Security study of the Tbilisi transport system - or how to ride a car and earn money

I immediately hasten to warn that in Georgia there is no analogue to 327 article of the Criminal Code of the Russian Federation, therefore, all the actions described here are legal until damage is done in the amount of> 2,000 GEL (~ 50,000 rubles).

It is worth noting that the idea itself was inspired by three other articles: "Three" , "Plantain" , "Citycard" .

image

The transport system in Tbilisi is somewhat different from the usual for residents of Russia. You will not see trams or trolleybuses here. There is only a bus, subway, minibus and cable car. The first and second will cost you 50 tetri (~ 12.5 rubles), a fixed-route taxi - 80 tetri, and a cable car - 2 or 3 lari. All this transport can be paid with a Metromoney card.

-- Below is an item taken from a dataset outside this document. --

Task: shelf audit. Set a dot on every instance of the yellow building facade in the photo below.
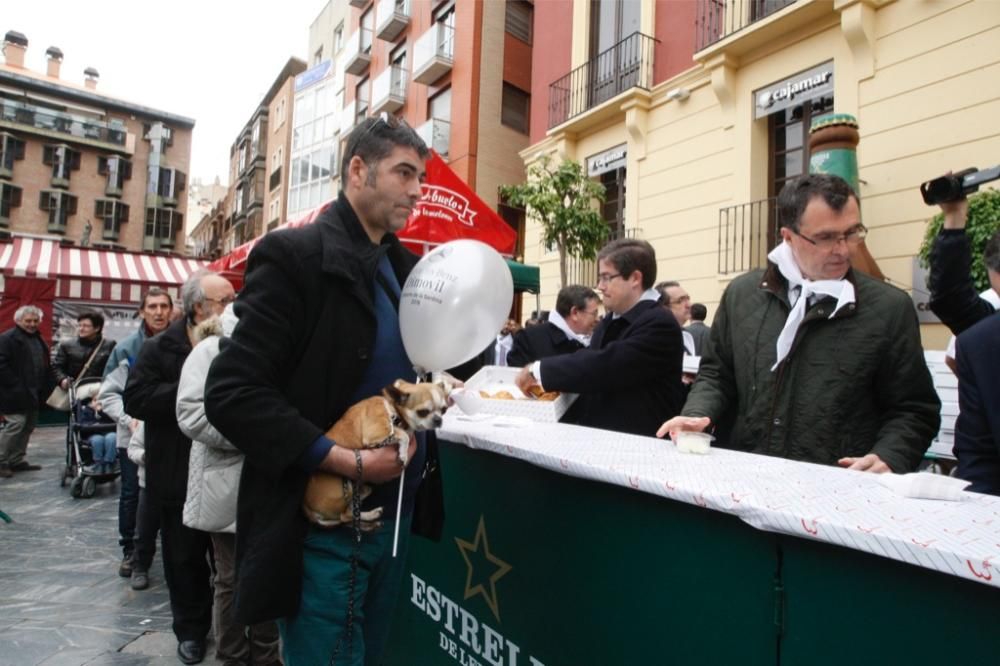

To study the map, Proxmark3 was used. First of all, we will determine the type of rfid tag:

image

As you can see, this is mifare classic 1k with a 4-byte uid. Proxmark supports three types of attacks on mifare classic: darkside, nested, and hard nested. This card is vulnerable to all three, in contrast to the Troika and Plantain known to us. This attack has long been known, it was described back in 2009 .

The next step is to check the card with a set of standard keys:

image

As a result, we find the standard key - FFFFFFFFFFFFF . Then go to the most nested attack:

image

In response, we get such a key card, which we needed. As we recall, in the previous three publications, the authors used a replay attack due to encryption, but we will turn our attention to the data structure here using MCT .

image

There is no encryption here, so all that remains for us to do is to write in the value block, where the sum is 5 GEL, any amount we need (it is worth remembering that> 2000 GEL). If you want to clone such a card, you need to clone uid cards as well. its hash is stored in a separate block. There is no online system for checking cards here; turnstiles in the subway, like turnstiles on the funicular, work offline, buses also. Georgia is an interesting country, there are payment terminals that work with transport cards offline.

image
The photo is on the far right. On it below you can see a special place where you should apply the rfid-tag.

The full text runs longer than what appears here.